“To find fault is easy; to do better may be difficult.” (Plutarch) Plutarch was born in 46 AD, so it appears that people were finding fault in those days, too. He was a Greek historian, and his writings influenced American Transcendentalists, including Emerson and Thoreau. Now, go and look up, transcendentalism, if you have to. ;-) Jack
FROM L.K. IN OHIO: Agreed. I have studied Emerson in college, seminary and throughout life. I have also visited the "scene" of the NE transcendentalists.
I still can't transcend my pettiness.
FROM GOOD DEBT JON IN OHIO: Definition: “A literary and philosophical movement, associated with Ralph Waldo Emerson and Margaret Fuller, asserting the existence of an ideal spiritual reality that transcends the empirical and scientific and is knowable through intuition.” Comment: A movement that transcends above easily identifiable and scientific evidence (math, economics, history); it sounds like modern politics. Social utopianism repackaged for the mid nineteenth century.
FROM P.O. IN DETROIT: People are people are people!
FROM MOLINER DALE: Jack -- great one to send to your L-wing friends!!!

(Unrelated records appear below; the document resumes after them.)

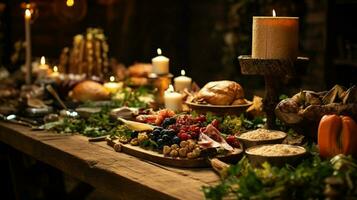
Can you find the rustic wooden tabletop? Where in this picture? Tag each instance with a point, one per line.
(97, 164)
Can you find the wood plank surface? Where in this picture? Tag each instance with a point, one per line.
(120, 175)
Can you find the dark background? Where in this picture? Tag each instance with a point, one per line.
(204, 37)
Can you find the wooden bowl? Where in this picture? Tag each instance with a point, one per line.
(219, 109)
(279, 161)
(247, 143)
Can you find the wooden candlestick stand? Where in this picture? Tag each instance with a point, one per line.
(274, 72)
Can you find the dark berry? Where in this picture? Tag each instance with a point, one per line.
(166, 138)
(156, 132)
(160, 143)
(176, 140)
(201, 119)
(171, 133)
(195, 135)
(232, 140)
(215, 123)
(168, 121)
(184, 136)
(158, 128)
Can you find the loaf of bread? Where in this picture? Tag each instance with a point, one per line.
(89, 91)
(220, 93)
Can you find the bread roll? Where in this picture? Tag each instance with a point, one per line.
(89, 91)
(221, 92)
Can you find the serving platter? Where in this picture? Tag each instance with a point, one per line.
(156, 157)
(219, 109)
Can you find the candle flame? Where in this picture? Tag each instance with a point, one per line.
(170, 89)
(183, 73)
(70, 3)
(27, 13)
(43, 60)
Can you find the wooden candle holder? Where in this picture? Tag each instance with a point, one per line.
(274, 72)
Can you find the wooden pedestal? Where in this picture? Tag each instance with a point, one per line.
(274, 72)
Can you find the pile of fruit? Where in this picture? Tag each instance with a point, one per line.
(184, 135)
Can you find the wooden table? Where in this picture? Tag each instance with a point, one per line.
(97, 164)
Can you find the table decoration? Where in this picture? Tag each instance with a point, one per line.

FROM L.K. IN OHIO: How to "transcend" the natural/revealed discussion? Transcendance/immanence........where and how to be available so God may find us in practical terms? I've never thought I would find God; rather, out of baptism, he found me long ago.
1 comment:
It's difficult to perceive fault-finding of others and also of oneself in an accurate and truthful way. I've been told I'm too hard on myself and, through the faith community's intervention have been learning to see myself more gently. I'm learning to do better with others too. I feel the larger truth in the Church transcends my own limited ways and thoughts.